This is not the official budget document.

Budget Summary FY2010

Message from Secretary Kirwan
Data Current as of:  6/22/2009



Message from the Secretary of Administration and Finance

In the attached document, Governor Patrick offers his revised version of House 1, the Patrick-Murray Administration’s budget proposal for Fiscal Year 2010. The original House 1 was timely filed on January 28, 2009. Questions will likely be asked about the significance and relevance of this budget in light of the fact that the Legislative Conference Committee will soon commence and typically only the House and Senate final versions of the budget are considered in conference.

We believe that this proposal is significant and relevant for a number of reasons.

The Governor has a statutory obligation to file a new budget if projected revenues fall below budgeted levels. When the Governor filed House 1, the consensus revenue figure was $19.53 billion; on May 6, House Ways and Means Chairman Charles Murphy, Senate Ways and Means Chairman Steven Panagiotakos and I revised the FY10 consensus figure to $17.989 billion. Because of the timing of this decision, to date only the Senate budget has reflected the new revenue challenges. Refiling House 1 using the lower revenue figure allows the Governor to present the decisions – and difficult choices – needed to balance the budget as we now understand it.

Governor Patrick likes to say he welcomes good ideas wherever they come from. We have had the benefit of seeing the approaches taken by the House and Senate in their budgets, and our re-filed budget reflects thoughtful elements of both. This version contains some new elements as well, including several new tools to allow us special flexibility in managing through what will be a very difficult year.

Re-filing the Governor's budget with full information on House and Senate final action has the added benefit of making this a realistic document that will serve as a useful blueprint for the Governor's decisions once the conference committee report arrives on his desk.
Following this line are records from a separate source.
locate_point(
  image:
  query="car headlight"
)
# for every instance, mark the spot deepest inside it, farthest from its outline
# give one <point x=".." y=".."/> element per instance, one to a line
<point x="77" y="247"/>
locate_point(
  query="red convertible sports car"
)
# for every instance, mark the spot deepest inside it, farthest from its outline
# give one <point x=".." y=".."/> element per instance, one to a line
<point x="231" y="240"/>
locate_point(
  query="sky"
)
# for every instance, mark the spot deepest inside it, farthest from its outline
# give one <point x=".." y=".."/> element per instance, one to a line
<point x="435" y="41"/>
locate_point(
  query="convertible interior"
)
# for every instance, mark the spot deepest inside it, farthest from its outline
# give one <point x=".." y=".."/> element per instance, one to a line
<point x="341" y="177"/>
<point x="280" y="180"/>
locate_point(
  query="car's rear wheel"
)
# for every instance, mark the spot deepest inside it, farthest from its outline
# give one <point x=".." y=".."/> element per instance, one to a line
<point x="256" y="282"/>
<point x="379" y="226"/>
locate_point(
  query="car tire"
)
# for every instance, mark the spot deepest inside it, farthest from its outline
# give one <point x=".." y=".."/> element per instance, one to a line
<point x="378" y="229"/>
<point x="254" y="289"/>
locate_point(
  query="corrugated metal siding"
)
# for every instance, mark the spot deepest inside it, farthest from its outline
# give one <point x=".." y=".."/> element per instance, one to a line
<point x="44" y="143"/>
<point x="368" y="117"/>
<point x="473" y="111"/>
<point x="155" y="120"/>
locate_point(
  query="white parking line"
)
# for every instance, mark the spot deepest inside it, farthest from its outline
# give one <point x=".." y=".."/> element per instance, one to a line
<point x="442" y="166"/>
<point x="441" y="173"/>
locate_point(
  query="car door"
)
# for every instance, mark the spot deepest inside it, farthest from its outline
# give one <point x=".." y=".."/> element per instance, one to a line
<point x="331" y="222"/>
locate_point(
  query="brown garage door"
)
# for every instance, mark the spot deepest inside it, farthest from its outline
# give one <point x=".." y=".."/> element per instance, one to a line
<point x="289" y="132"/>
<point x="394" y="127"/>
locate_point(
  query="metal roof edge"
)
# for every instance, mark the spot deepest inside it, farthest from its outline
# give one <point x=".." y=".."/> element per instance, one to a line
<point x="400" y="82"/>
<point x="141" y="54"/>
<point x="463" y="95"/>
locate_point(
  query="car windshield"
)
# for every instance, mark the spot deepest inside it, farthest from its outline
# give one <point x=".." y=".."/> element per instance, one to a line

A timely, responsible, balanced budget is key to maintaining the Commonwealth’s financial obligations and excellent credit rating through these difficult times, and we need to be ready to take prompt action once the bill emerges from the conference process.

Governor Patrick’s original FY10 budget contained a number of targeted revenues. The House and Senate have opted for a broad-based sales tax increase instead. In light of the financial challenges facing Massachusetts citizens, and to bolster public confidence in the Commonwealth and its elected officials, the Governor has called for a number of reforms to be enacted before he will approve new revenues. Work is well underway in the Legislature on transportation reform, pension reform, and ethics and lobbying reform, and the Governor is confident there is time for good reform legislation to reach his desk by June 30. However, this proposal presents the Governor’s vision for a budget that, though austere and containing many difficult choices, is balanced without the sales tax increase in the event successful reform bills are not forthcoming.

We acknowledge this budget contains hard choices and will require sacrifices from many citizens, organizations, and local government partners that count on the state for support. It means slowing down some of the Governor’s own priorities. But it preserves most of the progress in two areas of special concern: education and health care, and that is no easy task given the share of the budget consumed by these programs and the revenue losses we have experienced.

We also acknowledge that filing this budget does not start the budget clock over. We have not started from scratch but have largely worked within the parameters of the legislative proposals to date, adding some new elements we believe will strengthen the final product. We recommend and hope that the Conference Committee will adopt an order allowing them to introduce our version into conference to give them more options for achieving a responsible and balanced final budget.

I would like to thank Governor Patrick and Lieutenant Governor Murray, their staff and Cabinet, and especially my team at the Executive Office for Administration and Finance for capping a difficult budget year with this challenging effort to refile House 1.